Condition precedent, redux

Continuing the theme from its recent Energy Transfer opinion, the Texas Supreme Court’s opinion in Chalker Energy v. Le Norman Operating involved a “No Obligation” provision in the parties’ Confidentiality Agreement. Entered at the beginning of a bidding process for valuable oil-and-gas assets, the clause said: “The Parties hereto understand that unless and until a definitive agreement has been executed and delivered, no contract or agreement providing for a transaction between the Parties shall be deemed to exist and neither Party will be under any legal obligation of any kind whatsoever with respect to such transaction by virtue of this or any written or oral expression thereof, except, in the case of this Agreement, for the matters specially agreed to herein. For purposes of this Agreement, the term ‘definitive agreement’ does not include an executed letter of intent or any other preliminary written agreement or offer, unless specifically so designated in writing and executed by both Parties.”
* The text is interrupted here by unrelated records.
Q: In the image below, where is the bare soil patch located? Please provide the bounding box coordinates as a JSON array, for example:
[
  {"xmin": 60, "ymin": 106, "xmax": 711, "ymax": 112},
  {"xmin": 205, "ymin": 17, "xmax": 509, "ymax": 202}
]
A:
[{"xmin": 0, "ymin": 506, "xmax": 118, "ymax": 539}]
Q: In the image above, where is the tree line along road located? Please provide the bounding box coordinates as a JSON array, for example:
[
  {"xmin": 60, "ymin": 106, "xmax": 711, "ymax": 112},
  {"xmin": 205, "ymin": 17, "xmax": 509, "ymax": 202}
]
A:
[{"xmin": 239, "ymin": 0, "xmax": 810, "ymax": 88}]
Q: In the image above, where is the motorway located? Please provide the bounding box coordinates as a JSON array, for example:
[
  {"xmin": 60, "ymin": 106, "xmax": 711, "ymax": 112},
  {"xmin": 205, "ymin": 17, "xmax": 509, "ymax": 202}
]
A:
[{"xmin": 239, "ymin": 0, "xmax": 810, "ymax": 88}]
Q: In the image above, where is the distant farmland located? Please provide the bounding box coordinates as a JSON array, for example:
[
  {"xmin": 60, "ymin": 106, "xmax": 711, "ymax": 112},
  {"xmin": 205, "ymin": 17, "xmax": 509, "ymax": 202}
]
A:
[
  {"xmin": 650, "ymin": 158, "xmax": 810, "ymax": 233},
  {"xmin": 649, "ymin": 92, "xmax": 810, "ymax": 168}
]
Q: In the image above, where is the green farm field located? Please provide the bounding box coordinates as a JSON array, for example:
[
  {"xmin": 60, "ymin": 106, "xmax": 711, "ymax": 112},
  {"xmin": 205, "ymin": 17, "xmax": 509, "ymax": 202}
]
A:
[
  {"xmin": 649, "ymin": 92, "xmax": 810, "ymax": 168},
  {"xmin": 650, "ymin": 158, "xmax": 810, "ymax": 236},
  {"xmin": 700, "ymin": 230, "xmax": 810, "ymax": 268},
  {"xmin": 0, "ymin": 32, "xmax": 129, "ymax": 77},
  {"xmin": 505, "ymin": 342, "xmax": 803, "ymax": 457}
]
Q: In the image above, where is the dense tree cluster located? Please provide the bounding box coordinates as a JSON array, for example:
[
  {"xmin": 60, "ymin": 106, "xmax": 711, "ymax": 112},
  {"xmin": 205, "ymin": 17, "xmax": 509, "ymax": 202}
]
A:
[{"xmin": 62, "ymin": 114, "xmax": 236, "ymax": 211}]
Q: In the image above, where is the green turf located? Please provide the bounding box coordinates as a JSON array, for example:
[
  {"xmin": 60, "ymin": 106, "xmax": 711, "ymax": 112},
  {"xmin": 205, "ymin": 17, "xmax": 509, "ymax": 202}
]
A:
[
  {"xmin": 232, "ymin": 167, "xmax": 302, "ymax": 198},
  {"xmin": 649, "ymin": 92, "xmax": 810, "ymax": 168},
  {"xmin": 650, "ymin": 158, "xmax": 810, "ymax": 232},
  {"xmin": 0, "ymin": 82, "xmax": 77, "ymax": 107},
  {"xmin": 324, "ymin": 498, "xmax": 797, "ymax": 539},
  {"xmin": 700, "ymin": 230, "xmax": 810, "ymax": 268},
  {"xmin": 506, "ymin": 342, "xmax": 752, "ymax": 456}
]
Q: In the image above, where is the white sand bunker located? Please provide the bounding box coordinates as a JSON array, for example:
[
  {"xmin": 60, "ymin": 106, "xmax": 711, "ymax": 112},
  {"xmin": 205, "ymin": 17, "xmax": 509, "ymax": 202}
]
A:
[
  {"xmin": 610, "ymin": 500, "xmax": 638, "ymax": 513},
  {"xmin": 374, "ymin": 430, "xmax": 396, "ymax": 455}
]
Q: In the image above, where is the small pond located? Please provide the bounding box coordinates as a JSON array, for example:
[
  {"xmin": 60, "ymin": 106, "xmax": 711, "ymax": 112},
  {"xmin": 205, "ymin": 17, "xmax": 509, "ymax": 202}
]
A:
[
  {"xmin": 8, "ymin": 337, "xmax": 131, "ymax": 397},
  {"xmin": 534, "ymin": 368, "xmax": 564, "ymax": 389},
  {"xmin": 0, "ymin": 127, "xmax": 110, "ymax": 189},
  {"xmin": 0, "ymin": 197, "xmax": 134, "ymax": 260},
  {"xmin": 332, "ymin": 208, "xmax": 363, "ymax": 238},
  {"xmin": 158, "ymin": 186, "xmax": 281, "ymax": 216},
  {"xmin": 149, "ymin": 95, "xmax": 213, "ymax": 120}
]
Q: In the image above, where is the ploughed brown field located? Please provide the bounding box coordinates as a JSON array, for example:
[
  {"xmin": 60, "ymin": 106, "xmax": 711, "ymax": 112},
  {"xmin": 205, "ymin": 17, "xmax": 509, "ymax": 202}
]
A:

This provision was sufficient to preclude the formation of a later contract through an exchange of emails: “If mere proposals that contemplate a later-executed PSA and the subsequent exchanging of unagreed-to drafts are sufficient to raise a fact question on the existence of a definitive agreement, No Obligation Clauses will be stripped of much of their meaning and utility. Even worse, these clauses would mislead parties operating under the assumption that they can freely engage in negotiations without binding themselves to proposals in an email exchange. By including the No Obligation Clause in the Confidentiality Agreement, the Sellers and LNO provided themselves with the freedom to negotiate without fear of being bound to a contract.” No. 18-0352 (Feb. 28, 2020).